The Future of Comparative Effectiveness Research
The Bipartisan Policy Center’s introductory forum on patient-centered comparative effectiveness research (CER) provided a broad overview of the field of CER, the specific challenge of disseminating research findings to patients and providers, and various solutions to solving this challenge. BPC’s second forum consisted of two separate panels. The first panel, moderated by BPC’s Bill Hoagland, featured former U.S. Sen. Kent Conrad and former U.S. Rep. Dr. Phil Gingrey and focused on the early history and concerns regarding CER legislation in the Patient Protection and Affordable Care Act (PPACA). The second panel, moderated by ECRI Institute’s Jeffrey Lerner, featured Dr. Joel Kupersmith from Georgetown University Veterans Initiatives; Dr. Donald Liss, formerly of Independence Blue Cross; Newell McElwee from Boehringer Ingelheim; and Sara Traigle Van Geertruyden from the Partnership to Improve Patient Care. This panel provided a broad overview of the current challenges and future opportunities for CER.
What were the early concerns regarding CER legislation in the Patient Protection and Affordable Care Act (PPACA)?
In 2009 when Congress was discussing the provisions of PPACA, there were significant concerns from Democrats and Republicans, including then Representative Tom Price, on the creation of a CER institute that could potentially dictate physician decisions and lead to a deindividualized focus on medicine. However, Sen. Conrad, with Sen. Michael Enzi (R-WY), compromised to address these concerns by creating the Patient-Centered Outcomes Research Institute, also known as PCORI, with the limitation that results of CER could not be used to determine coverage and reimbursement. Today, PCORI enjoys broad bipartisan support for its mission to provide providers with the best evidence-based information on treatments, while also giving them the flexibility to tailor treatments to each individual patient.
What are some challenges to CER?
The nuance of medical care presents a significant challenge. An increased focus on precision medicine in this decade has not only made patients identifiable by different characteristics but even by their genetic fingerprints. This makes the generalization of any specific clinical study to a larger population even more difficult. Providers often have difficulty determining whether a treatment, which works for a large population, works for their patient.
In current fiscal times, funding presents another challenge. However, ensuring effective use of resources can be facilitated by encouraging private sector buy-in and analyzing data collected by private stakeholders in the pharmaceutical industry and health plans in a comparative way and using public funds mostly on important topics private entities have no incentive to fund.
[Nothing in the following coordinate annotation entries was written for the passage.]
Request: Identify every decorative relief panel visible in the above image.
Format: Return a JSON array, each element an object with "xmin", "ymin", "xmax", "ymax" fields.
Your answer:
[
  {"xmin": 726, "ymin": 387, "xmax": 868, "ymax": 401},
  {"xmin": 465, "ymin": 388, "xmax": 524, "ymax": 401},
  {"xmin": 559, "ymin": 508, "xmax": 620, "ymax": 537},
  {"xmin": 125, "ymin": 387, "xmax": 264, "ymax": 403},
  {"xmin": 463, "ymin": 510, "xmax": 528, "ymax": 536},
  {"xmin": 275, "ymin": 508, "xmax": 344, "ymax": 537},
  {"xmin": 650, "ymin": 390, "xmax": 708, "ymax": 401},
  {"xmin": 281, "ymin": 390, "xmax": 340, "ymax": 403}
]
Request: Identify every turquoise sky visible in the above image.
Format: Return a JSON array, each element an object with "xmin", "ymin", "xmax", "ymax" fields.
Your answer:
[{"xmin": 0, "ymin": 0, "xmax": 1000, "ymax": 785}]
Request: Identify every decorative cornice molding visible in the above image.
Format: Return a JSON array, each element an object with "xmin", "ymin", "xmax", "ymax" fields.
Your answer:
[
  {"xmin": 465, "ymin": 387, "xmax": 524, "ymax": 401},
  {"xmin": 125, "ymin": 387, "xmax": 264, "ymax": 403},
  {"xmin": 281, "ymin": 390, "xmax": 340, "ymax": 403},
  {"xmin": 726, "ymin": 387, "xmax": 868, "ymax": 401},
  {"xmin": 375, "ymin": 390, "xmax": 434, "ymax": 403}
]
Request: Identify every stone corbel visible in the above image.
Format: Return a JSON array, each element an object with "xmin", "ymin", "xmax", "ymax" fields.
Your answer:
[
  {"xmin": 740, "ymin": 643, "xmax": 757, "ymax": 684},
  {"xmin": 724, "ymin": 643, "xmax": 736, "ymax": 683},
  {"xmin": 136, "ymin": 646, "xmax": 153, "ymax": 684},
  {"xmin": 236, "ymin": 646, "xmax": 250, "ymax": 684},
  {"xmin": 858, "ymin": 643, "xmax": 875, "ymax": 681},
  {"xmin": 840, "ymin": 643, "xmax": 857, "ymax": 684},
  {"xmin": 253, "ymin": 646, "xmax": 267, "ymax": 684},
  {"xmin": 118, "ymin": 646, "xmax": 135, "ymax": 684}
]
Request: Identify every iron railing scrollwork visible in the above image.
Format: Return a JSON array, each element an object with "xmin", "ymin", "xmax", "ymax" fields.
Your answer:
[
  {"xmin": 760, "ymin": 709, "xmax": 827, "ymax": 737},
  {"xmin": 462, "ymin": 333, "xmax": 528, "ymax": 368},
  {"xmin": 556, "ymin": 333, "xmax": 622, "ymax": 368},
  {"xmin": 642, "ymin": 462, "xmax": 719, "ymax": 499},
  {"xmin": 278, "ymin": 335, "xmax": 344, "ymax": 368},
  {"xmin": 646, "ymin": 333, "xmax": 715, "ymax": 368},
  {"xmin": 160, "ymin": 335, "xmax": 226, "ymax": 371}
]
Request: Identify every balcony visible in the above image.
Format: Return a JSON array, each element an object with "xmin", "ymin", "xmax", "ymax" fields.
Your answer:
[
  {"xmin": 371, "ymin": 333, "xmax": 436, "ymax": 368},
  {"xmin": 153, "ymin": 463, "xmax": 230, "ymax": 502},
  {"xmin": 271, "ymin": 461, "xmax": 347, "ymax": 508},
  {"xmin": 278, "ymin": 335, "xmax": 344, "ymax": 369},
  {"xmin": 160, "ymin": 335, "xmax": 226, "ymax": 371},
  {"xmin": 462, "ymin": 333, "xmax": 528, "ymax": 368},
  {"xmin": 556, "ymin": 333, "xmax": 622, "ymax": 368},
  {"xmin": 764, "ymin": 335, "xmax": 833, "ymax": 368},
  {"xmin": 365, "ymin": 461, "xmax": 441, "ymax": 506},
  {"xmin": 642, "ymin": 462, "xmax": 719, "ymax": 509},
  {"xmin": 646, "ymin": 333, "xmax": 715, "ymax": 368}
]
What are the key opportunities for CER?
We live in an era where electronic health records are nearly universal and databases cataloging information collected from biomedical research, clinical care, and public health are widely available. Thus, there is an opportunity to make robust data available and use every patient interaction as part of a pragmatic trial. While privacy concerns must be adequately addressed, there is a unique opportunity going forward to leverage data collected during medical delivery to inform improvements.
There are also key opportunities in disseminating and implementing CER by involving non-researcher clinicians and administrators. Some of the research on CER deals with research on health systems. Therefore, if health administrators are involved in planning the research, they have a greater incentive to implement the results.
How does the transition towards a value-based payment system create new avenues for CER?
Rising health care costs have incentivized many payers and providers to begin the transition towards a value-based healthcare system. This progression will hold providers accountable for patient outcomes and thus, may lead to increased receptivity and utilization of CER. Ideally, health systems that receive value-based compensation will use patient-centered CER to strike a balance between population health and individualized treatment, ultimately increasing value and decreasing utilization and costs.